The act providing for prohibition in DeSoto certainly can not be regarded as an express amendment to the charter of that town. It makes no reference whatever to the charter or to any of its provisions, but plainly and directly attempts to enact that there shall be total prohibition in the territory lying within the corporate limits of that town. But treating the act as being so far amendatory of the charter as to repeal the provisions thereof conferring upon the mayor and council authority to regulate the liquor traffic therein, including the power to grant liquor licenses, it -would simply result that this authority, hitherto belonging to the mayor and council, has been taken away. The constitutional difficulty of making the act operative so as to prevent the county authorities from granting licenses to sell liquors in DeSoto would still remain. In other words, the constitutional question involved in this case can not be evaded, nor its determination affected, by endeavoring to deal with the act under review as a mere amendment to the town’s-charter.

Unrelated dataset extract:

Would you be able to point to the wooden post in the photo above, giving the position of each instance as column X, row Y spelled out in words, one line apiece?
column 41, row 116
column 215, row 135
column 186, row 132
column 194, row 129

*393We are also unable to perceive how the constitutional difficulty can be avoided by reason of the fact that this act is one in the nature of a police regulation. It is, indisputably, legislation of this character. But whatever power the General Assembly may have with reference to enacting laws of such a nature, it niust exercise that power in obedience to the requirements of the constitution. It could, instead of passing the. general liquor option law, have regulated the liquor traffic by special statutes applicable to particular localities. This it in fact did, in instances almost without number, before this general law was passed. When it chose to enact that law, however, and thus put into operation its police powers with reference to the sale of intoxicating liquors, it could no more modify or repeal the provisions of this law by special acts than it could the provisions of any other general law by special legislation. Under the constitution, the General Assembly may provide with reference to any legitimate subject-matter of legislation for a general system applicable thereto. Whenever it does this, the system must operate uniformly throughout the State, and the General Assembly can not, without repealing the general law, indulge in special legislation with reference to this particular subject-matter. In applying the constitutional provision forbidding special legislation in cases where provision has already been made by an existing general law, it can make no' difference to what subject the general law relates. Whether it deals with criminal matters, with taxation, with remedies in judicial procedure, with matters pertaining to police regulation, or with anything else whatever, the constitutional mandate applies in every instance. Of course, in passing the general liquor option law, the legislature did not exhaust or relinquish its police powers over the regulation of the liquor traffic. It still retains the power to alter, amend or repeal that law, provided only that it exercises that power in the manner prescribed by the constitution, viz., by general, and not by special, legislation.

It follows from the foregoing, that the act under review was unconstitutional, and that the trial court erred in holding that it could afford the'basis of a lawful prosecution.

Judgment reversed.

Fish and Cobb, JJ., concurred. Little, J., *394 dissented. Simmons, C. J., was disqualified. Lewis, J., was not a member of the court when the case was argued.